Licht im Tunnel: Männerfantasien
Michelle Steinbeck über die Babyträume der Bösewichte

Es war einmal ein Theaterstück, in dem ein von mir erfundener König die überwältigenden Probleme seines Reichs mit einer radikalen Massnahme frohgemut löste: Er schaffte die Fortpflanzung ab. Keine Zukunft – kein Problem! Das Ende der Menschheit sollte eine einzige Party sein. Sein Vermögen teilte der König mit all seinen Untertanen, die nun Tag und Nacht mit ihm feiern sollten. Das Happy End ist der Normalzustand, bis der Königstochter von einem nichtsnutzigen Puppenbauer ein Babybauch angeflucht wird.
Zugegeben: Mit meinem hedonistischen Märchenkönig lag ich völlig daneben. Die realen Regenten von heute sind zwar ebenso wenig an einer lebenswerten Zukunft interessiert wie er, und sie teilen Idee und Praxis, weibliche Körper zu beherrschen. Aber sie wollen: Babys. En masse. Und dabei nicht den Anschein erwecken, auch nur ansatzweise rationalen Gedanken zu folgen, geschweige denn irgendein Gemeinwohl propagieren.

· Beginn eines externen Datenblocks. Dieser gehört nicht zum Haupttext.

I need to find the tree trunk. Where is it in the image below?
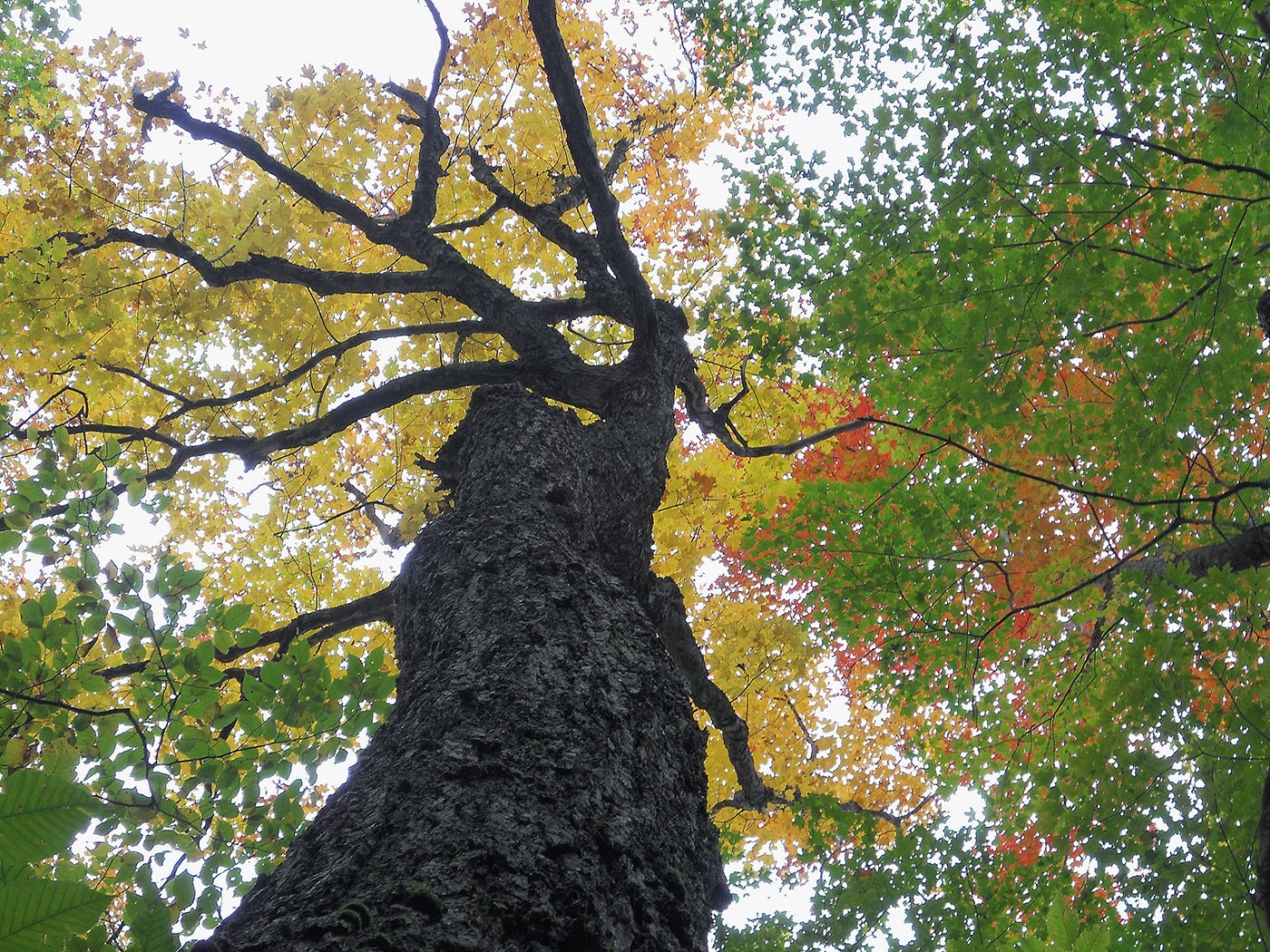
[209,386,728,952]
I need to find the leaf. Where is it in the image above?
[0,769,95,866]
[1072,926,1111,952]
[0,879,111,952]
[123,883,181,952]
[1045,901,1080,949]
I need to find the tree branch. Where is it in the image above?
[94,584,396,680]
[647,578,934,832]
[528,0,657,362]
[1096,523,1270,589]
[132,89,385,236]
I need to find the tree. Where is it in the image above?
[7,0,1270,949]
[686,0,1270,948]
[0,0,917,951]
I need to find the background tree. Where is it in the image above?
[0,3,923,951]
[683,0,1270,948]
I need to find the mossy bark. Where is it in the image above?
[205,386,728,952]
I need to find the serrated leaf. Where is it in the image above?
[0,769,95,868]
[1045,901,1080,949]
[0,879,111,952]
[123,888,179,952]
[1072,926,1111,952]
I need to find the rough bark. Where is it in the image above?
[209,386,728,952]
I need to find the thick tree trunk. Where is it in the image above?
[203,387,727,952]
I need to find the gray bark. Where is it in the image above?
[209,386,728,952]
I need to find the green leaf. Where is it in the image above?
[0,769,95,868]
[0,879,111,952]
[219,604,251,629]
[123,883,179,952]
[1045,900,1080,949]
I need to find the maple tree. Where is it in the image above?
[683,0,1270,949]
[0,0,926,952]
[9,0,1270,952]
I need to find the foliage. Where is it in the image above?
[682,0,1270,948]
[0,0,79,115]
[0,0,1270,952]
[0,3,899,949]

Es ist Thema Nummer eins der übelsten Psychopathen der Welt: das Heranzüchten von «Legionen von Kindern». Natürlich nicht irgendwelche, die Babys müssen schon aussehen wie man selbst und denselben Blödsinn daherreden. Das Problem: Der Teil der Bevölkerung, der diesen ersehnten Nachwuchs fabrizieren kann, scheint merkwürdigerweise weniger motiviert. Trotz aller lächerlicher bis gewaltvoller Versuche, Gebärfähige zu ihrer Bestimmung zu zwingen: Es seien, stellt der «Blick» fest, keine «wirklich wirkungsvollen Massnahmen» bekannt, um die Geburtenrate zu heben.

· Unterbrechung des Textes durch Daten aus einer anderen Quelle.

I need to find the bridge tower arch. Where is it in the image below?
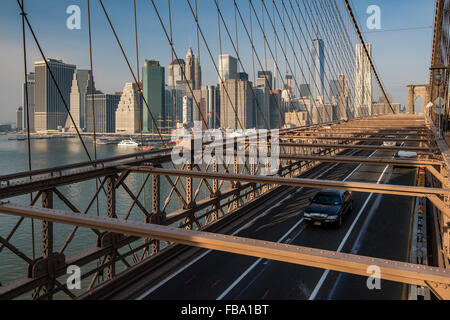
[407,84,430,114]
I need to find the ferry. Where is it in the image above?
[118,138,139,147]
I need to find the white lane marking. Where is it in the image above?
[308,148,395,300]
[137,151,378,300]
[327,136,409,300]
[137,159,339,300]
[136,250,212,300]
[216,151,378,300]
[216,218,304,300]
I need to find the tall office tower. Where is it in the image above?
[185,48,202,90]
[116,82,143,134]
[355,44,372,117]
[252,86,270,129]
[219,54,238,84]
[220,75,254,130]
[300,83,311,98]
[337,74,352,120]
[66,70,95,129]
[22,72,35,132]
[34,59,76,131]
[16,107,24,131]
[168,59,186,87]
[256,71,274,90]
[183,96,193,124]
[164,86,185,129]
[142,60,165,133]
[284,74,294,95]
[311,39,325,101]
[206,86,220,129]
[269,90,285,129]
[192,88,210,129]
[194,57,202,90]
[329,80,339,97]
[193,86,220,129]
[85,92,120,133]
[184,48,196,90]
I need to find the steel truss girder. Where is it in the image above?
[123,167,450,197]
[0,203,450,299]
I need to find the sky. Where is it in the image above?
[0,0,435,124]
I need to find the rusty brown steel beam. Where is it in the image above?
[0,204,450,298]
[280,135,427,142]
[276,142,437,154]
[279,153,442,167]
[123,167,450,197]
[290,129,429,137]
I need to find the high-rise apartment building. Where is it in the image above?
[269,90,285,129]
[116,82,142,134]
[34,59,76,131]
[218,54,238,84]
[185,48,202,90]
[86,93,120,133]
[354,44,373,117]
[183,96,193,125]
[167,59,186,87]
[16,107,24,131]
[256,71,274,90]
[142,60,165,133]
[22,72,36,132]
[220,75,255,130]
[164,86,185,129]
[337,74,352,119]
[311,39,325,101]
[66,70,95,129]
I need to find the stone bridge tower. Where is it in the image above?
[407,84,430,114]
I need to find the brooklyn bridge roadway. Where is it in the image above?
[140,146,416,300]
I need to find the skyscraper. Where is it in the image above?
[256,71,273,90]
[220,75,255,130]
[164,86,184,128]
[269,90,284,129]
[219,54,238,84]
[338,74,352,119]
[116,82,142,134]
[22,72,35,132]
[329,80,339,97]
[253,82,270,129]
[86,92,120,133]
[185,48,202,90]
[16,107,24,131]
[183,96,193,125]
[300,83,311,98]
[311,39,325,100]
[168,59,186,87]
[142,60,165,133]
[34,59,76,131]
[66,70,95,129]
[355,44,372,117]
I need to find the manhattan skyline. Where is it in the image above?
[0,0,434,123]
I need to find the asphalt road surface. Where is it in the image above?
[141,146,416,300]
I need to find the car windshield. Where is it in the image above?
[313,193,342,206]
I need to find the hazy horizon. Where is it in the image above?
[0,0,435,123]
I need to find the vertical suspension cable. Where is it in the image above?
[21,0,36,260]
[133,0,147,216]
[86,0,100,220]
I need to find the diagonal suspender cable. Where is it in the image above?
[17,0,92,162]
[345,0,395,114]
[21,0,36,259]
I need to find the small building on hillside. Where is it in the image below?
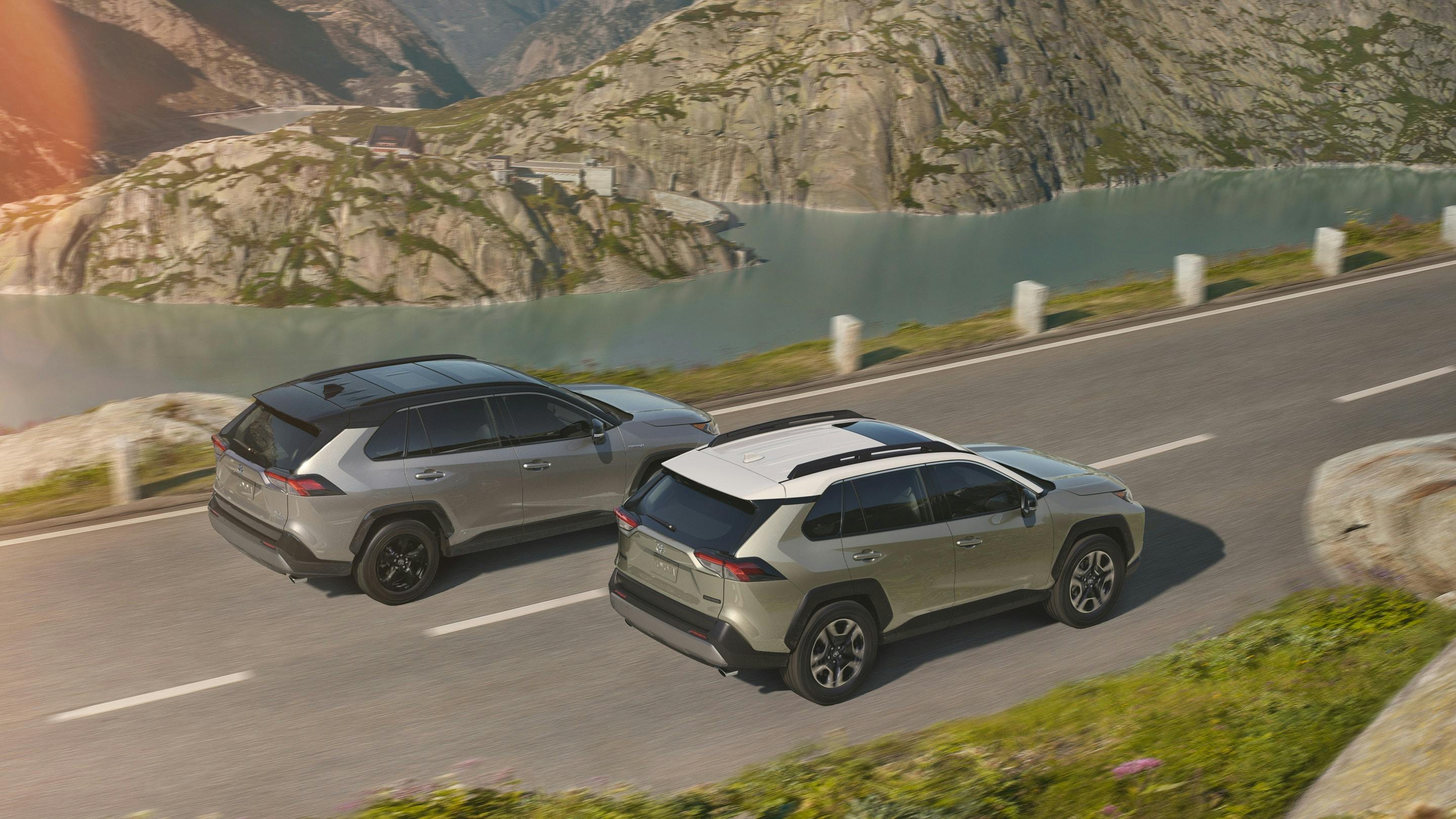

Dabei sind die Anreize doch unwiderstehlich! Etwa die türkische Fussballmannschaft, die kürzlich mit einem herz- und uteruserweichenden Spruchband übers Feld lief: «Natürliche Geburt ist natürlich». Sie warben für das Kaiserschnittverbot, eingeführt von König Erdogan, da man nach einer sogenannt natürlichen Geburt schneller wieder schwanger werden soll. Mancherorts gibts sogar eine Prämie: Tausend Euro kriegen Italienerinnen in Heterobeziehungen, die für den eigenen Partner ein Kind gebären. Das reicht zwar nicht weit, aber Danke sagen könnten sie trotzdem, vor allem, nachdem sie in der Klinik von Abtreibungsgegner:innen, die extra von der kinderliebenden Regierung angeheuert wurden, vor dem Schlimmsten bewahrt worden sind.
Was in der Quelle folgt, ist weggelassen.